2) Cooking kills the bacteria but won't destroy the toxin. If it's already infected, no amount of cooking (short of setting it on fire) will make it safe to eat.

3) I don't eat pork and you shouldn't take my advice.
posted by chairface at 8:06 AM on April 6, 2013


I've cured bacon without pink salt, and it's all right, but the meat doesn't get the pinkness of bacon, and it doesn't seem to crisp up the same. It's still delicious though. Personally, I would stick to cuing in the bag, which keeps the belly from any possible contamination as long as you're careful in all the steps to that point.

In Charcuterie, Ruhlman mentions Butcher Packer. Go to the website, order the pink salt. It's dirt cheap, and they have a really wide selection of other things that might catch your interest. Enjoy your bacon.
posted by Ghidorah at 8:40 AM on April 6, 2013


Here is some authoritative information on the safety of smoked and cured meats from the National Center for Home Food Preservation at the University of Georgia. I suggest that you read the section on botulism carefully.

Unless you canned your pork, you shouldn't worry about botulism specifically. It's anaerobic.

This is not quite the whole story. Yes, the C. botulinum bacterium is anaerobic, and outbreaks of botulism have been associated with home canning processes. However, canning is not the only way to create an anaerobic environment; the NCHFP fact sheet also mentions vacuum packing as a significant risk for botulism, and points out that "These organisms will not grow in an aerobic environment, but other aerobic organisms in a closed system can rapidly convert an aerobic environment to an anaerobic environment by using the oxygen for their own growth, permitting growth of C. botulinum." Putting something in a ziplock bag is not the same as vacuum packing it, but given this point about "aerobic organisms in a closed system" turning it anaerobic, I wouldn't assume it's safer to "stick [meat] straight into the ziplock without the open exposure."

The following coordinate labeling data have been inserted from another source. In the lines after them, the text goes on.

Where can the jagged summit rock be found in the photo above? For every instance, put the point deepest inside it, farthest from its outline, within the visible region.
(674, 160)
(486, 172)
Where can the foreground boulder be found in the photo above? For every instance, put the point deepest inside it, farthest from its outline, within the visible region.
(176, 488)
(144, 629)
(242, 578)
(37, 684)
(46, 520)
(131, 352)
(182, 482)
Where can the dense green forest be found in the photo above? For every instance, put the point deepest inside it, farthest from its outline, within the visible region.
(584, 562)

That said, the NCHFP fact sheet also tells us that "Sufficient heat can be used to inactivate the toxin (180°F for 4 min., Kendall 1999)." I am not a food safety scientist, but I would interpret this to mean that if RakDaddy's pork belly gets completely heated through to 180°F+ in his 200°F smoker for at least 4 minutes, it should be safe to eat immediately afterward, or if subsequently stored below 38°F in an environment with plenty of oxygen. ("Safe" with respect to the threat of botulism, I mean: please review the NCHFP fact sheet for other food safety concerns in cured and smoked meats.)

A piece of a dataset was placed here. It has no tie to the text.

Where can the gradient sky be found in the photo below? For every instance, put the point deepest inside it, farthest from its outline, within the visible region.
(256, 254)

180°F is not hot enough to kill the botulinum spores, so I wouldn't want to eat the meat if it were, for example, smoked and then vacuum packed or canned, then served some time later without cooking.
posted by Orinda at 9:47 AM on April 6, 2013 [1 favorite]


Response by poster: That is excellent, Orinda. Thank you.

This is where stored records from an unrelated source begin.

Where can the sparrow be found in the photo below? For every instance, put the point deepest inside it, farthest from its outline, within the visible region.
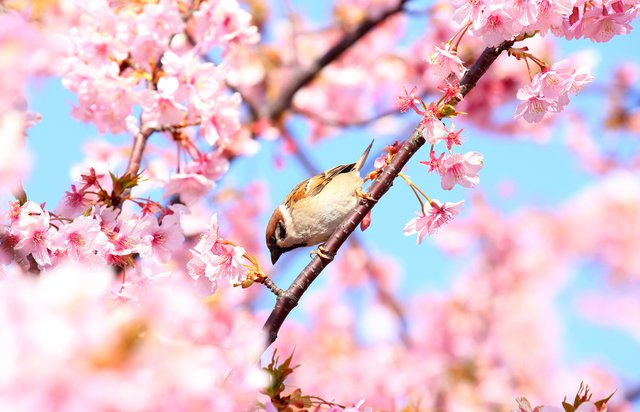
(315, 208)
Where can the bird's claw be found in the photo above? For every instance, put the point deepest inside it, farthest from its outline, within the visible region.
(323, 253)
(364, 195)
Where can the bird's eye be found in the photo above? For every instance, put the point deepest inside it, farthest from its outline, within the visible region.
(281, 232)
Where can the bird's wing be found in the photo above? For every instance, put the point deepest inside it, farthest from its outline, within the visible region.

And I should add that I am not opposed to using nitrites in the cure. I just picked some up from Williams-Sonoma right up the street; if I'd looked around some more, I'd have gotten it and used it last week, and we would not have had this discussion. Lesson: Google more, AskMeFi less.

And now, to the kitchen!
posted by RakDaddy at 12:55 PM on April 6, 2013


Response by poster: For follow-up, I roasted this belly, and, holy cow, was it salty. I froze it and will use it sparingly in future soups and stews.

A week later I did get some pink salt and cured a belly and smoked it and oh my God was it the best bacon I have ever had in my life.